Review: Why Karen Carpenter Matters by Karen Tongson

A perfect blend memoir / autobiography and music / culture. Tongson’s Why Karen Carpenter Matters is a perfect telling of influence and community. 

In Why Karen Carpenter Matters, Karen Tongson (whose parent named her after the pop icon) interweaves the story of the tiger’s rise to fame in the 1960’s and 70’s with her own trans-Pacific journey between the Philippines – where the imitations of the American pop styles flourished – and Karen Carpenter’s home ground in Southern California. Tongson reveals why the Carpenter’s chart-topping, seemingly white washed musical fantasies of ‘normal love’ have profound significance for her – as well as other people of color, LGBT+ communities, and anyone outside the mainstream culture usually associated with Karen Carpenter’s legacy.  This hybrid of memoir and biography excavates the destructive perfectionism at the root of the Carpenter’s sound, while finding the beauty in the singer’s all-too-brief life.

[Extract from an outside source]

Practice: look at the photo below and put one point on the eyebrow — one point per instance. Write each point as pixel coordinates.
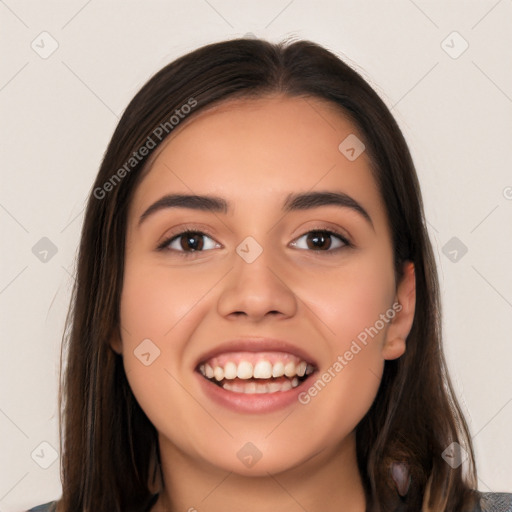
(293, 202)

“The image we have would be impossible for Mickey Mouse to maintain. We’re just… normal people.” – Karen Carpenter

About the Author

Karen Tongson is a Filipino-American cultural critic, writer and queer studies scholar. She is the author of Relocations: Queer Suburban Imaginaries (2011), and Why Karen Carpenter Matters (2019). 

She has two books in progress: Empty Orchestra: Karaoke, Queer Performance, Queer Theory (Duke University Press) and NORMPORN: Television and the Spectacle of Normalcy (NYU Press).